Think of Sidney Lumet’s Fail-Safe (1964) as Dr. Strangelove (also 1964) without the laughs. This a very earnest suspenser about a technical glitch causing a bomber to be unstoppably on its way to drop an atomic bomb on Moscow. The only recourse—if it can’t be stopped—is for the U.S. to do likewise to New York City as proof that the attack on the USSR was an accident. It’s that or face all-out nuclear war. Perhaps because it was so serious and depressing—and came out after Strangelove—it was not nearly as big a success and hasn’t become a standard classic. It is, however, very much of its era and not without interest or power.
The strength of the film—apart from Henry Fonda’s performance as the president—is also its greatest weakness. It has a kind of drab look that makes it feel like a television broadcast. That’s exacerbated by the typically graceless Sidney Lumet direction. What this results in is a movie that almost feels real. While that increases the movie’s power, it doesn’t make for very appealing or entertaining viewing. Dr. Strangelove disturbed the viewer and made the viewer think, but it held the viewer by entertaining at the same time. This, on the other hand, tends to be “Where are the razor blades?” depressing. But in its way that may well be a more accurate reflection of what those times felt like than Kubrick’s film. Unfortunately—but probably necessarily—Fail-Safe undermines itself with a disclaimer “assuring” the viewer that what we’ve just seen couldn’t actually happen.

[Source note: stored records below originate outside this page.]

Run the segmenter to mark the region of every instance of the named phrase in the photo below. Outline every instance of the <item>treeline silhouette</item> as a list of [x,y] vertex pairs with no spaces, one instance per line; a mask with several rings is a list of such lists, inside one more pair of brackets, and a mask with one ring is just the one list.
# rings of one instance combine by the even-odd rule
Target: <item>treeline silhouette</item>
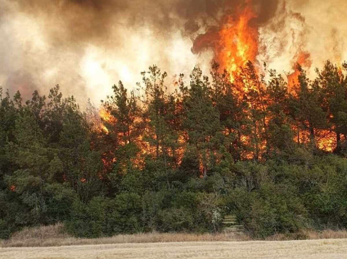
[[168,91],[153,66],[83,112],[58,85],[25,102],[0,88],[0,238],[216,232],[230,214],[258,238],[346,227],[347,64],[313,81],[298,65],[290,87],[264,69],[197,67]]

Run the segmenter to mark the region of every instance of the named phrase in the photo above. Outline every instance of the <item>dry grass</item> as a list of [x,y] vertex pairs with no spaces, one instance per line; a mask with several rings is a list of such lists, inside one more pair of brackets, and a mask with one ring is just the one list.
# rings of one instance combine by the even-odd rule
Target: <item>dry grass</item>
[[65,232],[62,224],[57,224],[52,226],[25,228],[15,233],[8,240],[0,240],[0,247],[249,240],[249,237],[245,234],[233,233],[200,234],[186,233],[147,233],[118,235],[111,237],[96,239],[81,239],[69,236]]
[[117,244],[0,249],[6,259],[335,259],[345,258],[347,240]]
[[284,241],[295,240],[336,239],[347,239],[347,231],[326,229],[322,231],[313,230],[303,231],[297,234],[285,235],[277,234],[266,239],[266,241]]
[[[324,230],[321,232],[304,231],[290,235],[278,234],[266,239],[268,241],[283,241],[296,239],[347,239],[347,231]],[[0,247],[56,247],[130,243],[174,242],[249,241],[245,234],[233,233],[189,234],[186,233],[147,233],[133,235],[118,235],[97,239],[80,239],[71,236],[61,224],[36,227],[25,228],[15,233],[8,240],[0,240]]]

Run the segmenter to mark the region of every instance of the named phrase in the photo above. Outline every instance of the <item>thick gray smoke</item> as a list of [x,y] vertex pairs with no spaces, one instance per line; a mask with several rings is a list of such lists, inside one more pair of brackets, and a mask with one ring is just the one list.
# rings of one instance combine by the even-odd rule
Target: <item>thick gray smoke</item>
[[154,64],[169,75],[189,73],[196,64],[208,73],[211,42],[192,49],[192,41],[206,33],[216,40],[225,17],[249,5],[260,61],[288,71],[298,49],[314,61],[316,53],[319,62],[343,59],[346,4],[304,2],[0,0],[0,85],[29,97],[59,83],[81,103],[88,97],[97,103],[120,80],[134,86]]

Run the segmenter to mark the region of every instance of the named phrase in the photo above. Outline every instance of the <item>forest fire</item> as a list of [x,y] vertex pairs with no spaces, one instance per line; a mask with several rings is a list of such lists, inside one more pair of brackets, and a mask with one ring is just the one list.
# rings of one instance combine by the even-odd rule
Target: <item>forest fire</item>
[[311,59],[311,55],[308,52],[302,51],[294,58],[295,60],[294,62],[292,68],[294,71],[287,76],[288,80],[288,91],[292,92],[292,89],[295,85],[299,84],[298,76],[300,75],[300,71],[298,69],[298,65],[305,69],[308,69],[312,64]]
[[254,62],[258,52],[258,30],[249,25],[250,20],[256,15],[248,6],[235,19],[232,16],[227,17],[226,23],[219,32],[220,40],[216,46],[218,50],[216,59],[230,75],[237,73],[240,66],[248,61]]
[[251,25],[257,15],[252,2],[246,1],[245,6],[240,4],[233,7],[233,13],[223,17],[219,27],[210,28],[205,34],[199,35],[192,48],[193,53],[198,53],[212,47],[214,59],[222,69],[229,73],[231,82],[240,67],[248,61],[254,62],[258,54],[258,28]]

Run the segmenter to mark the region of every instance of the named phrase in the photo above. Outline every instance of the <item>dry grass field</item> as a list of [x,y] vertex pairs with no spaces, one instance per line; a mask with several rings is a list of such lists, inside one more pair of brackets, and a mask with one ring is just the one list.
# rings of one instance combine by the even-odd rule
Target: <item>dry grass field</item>
[[184,242],[0,248],[1,259],[323,259],[346,257],[346,239]]
[[[306,231],[302,237],[308,240],[347,239],[347,231],[324,230],[320,232]],[[294,236],[278,234],[268,237],[267,241],[289,241]],[[95,239],[77,238],[67,234],[63,224],[24,228],[15,233],[8,240],[0,240],[0,248],[57,247],[64,245],[112,244],[174,243],[176,242],[251,241],[244,234],[220,233],[203,234],[188,233],[146,233],[117,235]]]
[[279,234],[251,241],[244,234],[184,233],[86,239],[69,236],[58,224],[25,228],[0,240],[0,259],[347,258],[347,231],[303,234],[311,240],[290,241],[293,237]]

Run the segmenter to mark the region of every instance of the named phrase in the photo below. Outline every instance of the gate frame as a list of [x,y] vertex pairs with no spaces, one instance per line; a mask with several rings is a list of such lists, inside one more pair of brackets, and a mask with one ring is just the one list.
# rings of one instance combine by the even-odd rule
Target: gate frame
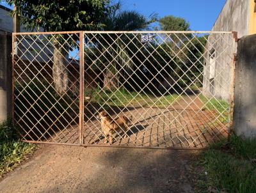
[[[162,150],[203,150],[207,148],[196,148],[196,147],[159,147],[159,146],[129,146],[124,145],[104,145],[104,144],[88,144],[84,143],[84,34],[108,34],[108,33],[132,33],[132,34],[141,34],[141,33],[154,33],[154,34],[161,34],[161,33],[183,33],[183,34],[193,34],[193,33],[209,33],[209,34],[220,34],[220,33],[227,33],[233,34],[233,62],[230,63],[230,70],[231,70],[231,77],[230,77],[230,96],[229,100],[229,113],[228,113],[228,121],[229,127],[228,129],[228,138],[230,137],[230,134],[234,131],[234,89],[235,89],[235,81],[236,81],[236,55],[237,55],[237,46],[238,42],[237,32],[237,31],[51,31],[51,32],[19,32],[12,33],[12,125],[15,127],[15,103],[14,103],[14,66],[15,66],[15,47],[16,41],[16,35],[56,35],[56,34],[79,34],[79,143],[54,143],[54,142],[47,142],[47,141],[35,141],[29,140],[22,140],[22,141],[35,143],[35,144],[58,144],[58,145],[70,145],[76,146],[95,146],[95,147],[110,147],[110,148],[144,148],[144,149],[162,149]],[[83,99],[83,100],[82,100]]]

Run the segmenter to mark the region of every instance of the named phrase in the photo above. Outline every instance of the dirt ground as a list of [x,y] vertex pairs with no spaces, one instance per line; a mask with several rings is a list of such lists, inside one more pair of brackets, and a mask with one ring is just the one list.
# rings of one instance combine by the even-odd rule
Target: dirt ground
[[42,145],[0,192],[193,192],[198,152]]

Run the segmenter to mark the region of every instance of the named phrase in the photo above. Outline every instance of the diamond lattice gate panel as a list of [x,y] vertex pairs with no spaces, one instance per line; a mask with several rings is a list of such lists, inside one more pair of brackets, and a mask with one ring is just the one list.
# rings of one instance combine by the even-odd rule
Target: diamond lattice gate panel
[[236,33],[13,34],[24,140],[205,148],[232,128]]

It sort of plays out like a Greek tragedy. Everyone marching in a direction that literally no one wants to go but they are unable to do anything to change the course of fate. In that I think it does reflect the time period more accurately. I know that I never thought we would live past the 70s.
In that I think it does reflect the time period more accurately. I know that I never thought we would live past the 70s.
I never expected to live past childhood based on a child’s view of the early 1960s. I still think the most telling line in any movie of the time is from neither film, but from Panic in Year Zero! (1962) when the vacationing family see the mushroom cloud over what used to be L.A. in the distance and the daughter says, “I thought when they dropped it…” — not if, but when.